Everything Is Under Control
Can control theory save the economy from going down the tubes?
Viewing economics through the lens of control theory amounts to treating the economy as a machine. The machine may be an unwieldy one—something like a heavily laden supertanker, slow to start and stop, difficult to steer—but it still obeys deterministic laws of motion. In particular, a machine never tries to second-guess or outwit the controller. But a human society is not a machine.
In 1976 Robert E. Lucas, Jr., of the University of Chicago presented a caustic critique of mathematical modeling as a tool for setting economic policy. Models, he said, predict the effect of policy changes without acknowledging that rational agents will alter their behavior under the new policies in ways that invalidate the assumptions on which the models were built. For example, if everyone knows (or can infer) the rule by which the Federal Reserve sets interest rates, borrowers and lenders will anticipate any changes in rates, adjusting their behavior in ways that tend to neutralize the effect of the policy change. It’s as if the supertanker, with a mind of its own, could change the shape of the rudder in order to resist commands from the helm.
The Lucas critique attacks not just control theory and mathematical modeling but any reasoned strategy for managing an economy. The most extreme form of the thesis holds that if a policy can be predicted, it will be undermined and rendered ineffective. Thus the attempt to regulate the economy becomes a futile spiral in which people adjust to new policies, the policies are adjusted to account for those adjustments, and so on.
Within the context of control theory, however, the kind of circularity cited by Lucas is not anything out of the ordinary. In any system with closed-loop feedback control—animate or inanimate—the controller affects the state of the plant, which in turn affects the state of the controller, which affects the plant, and so on. The circularity is an essential part of the design and does not lead to undefined behavior or an endless round of readjustments. Assuming that stability criteria are satisfied, the combined system of controller and plant converges on some definite and predictable equilibrium state.
Another branch of mathematics reaches a similar conclusion from somewhat different premises. In game theory, a contest like the one between a regulator and a population of economic agents generally has a fixed point (called a Nash equilibrium), where neither party can gain by making further changes in strategy.
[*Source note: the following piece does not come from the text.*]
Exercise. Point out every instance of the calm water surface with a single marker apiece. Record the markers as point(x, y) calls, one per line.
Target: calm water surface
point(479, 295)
This idea has developed into a theory of “policy games,” which strive to identify those economic models that remain controllable even when the players don’t wish to be controlled.
From a more pragmatic point of view, it’s not clear that real-world economic agents are as strongly motivated to “game the system” as Lucas supposed. Ray C. Fair of Yale University, using a model of the U.S. economy based on decades of empirical data, tested variations of the model in which agents could look ahead and base their behavior on predictions of future regulatory policies. The results suggest that such activity is not common in the real economy. Another series of studies by Glenn D. Rudebusch of the Federal Reserve Bank of San Francisco reached a similar conclusion.
Whatever the merits of the Lucas critique, it had the collateral effect of dampening enthusiasm for applications of control theory in macroeconomics. Research in the area did not end entirely, but the undertaking lost momentum, and control theory has never again been fully in the mainstream of economic thought. Nor has it become a common tool of those who put policy into practice.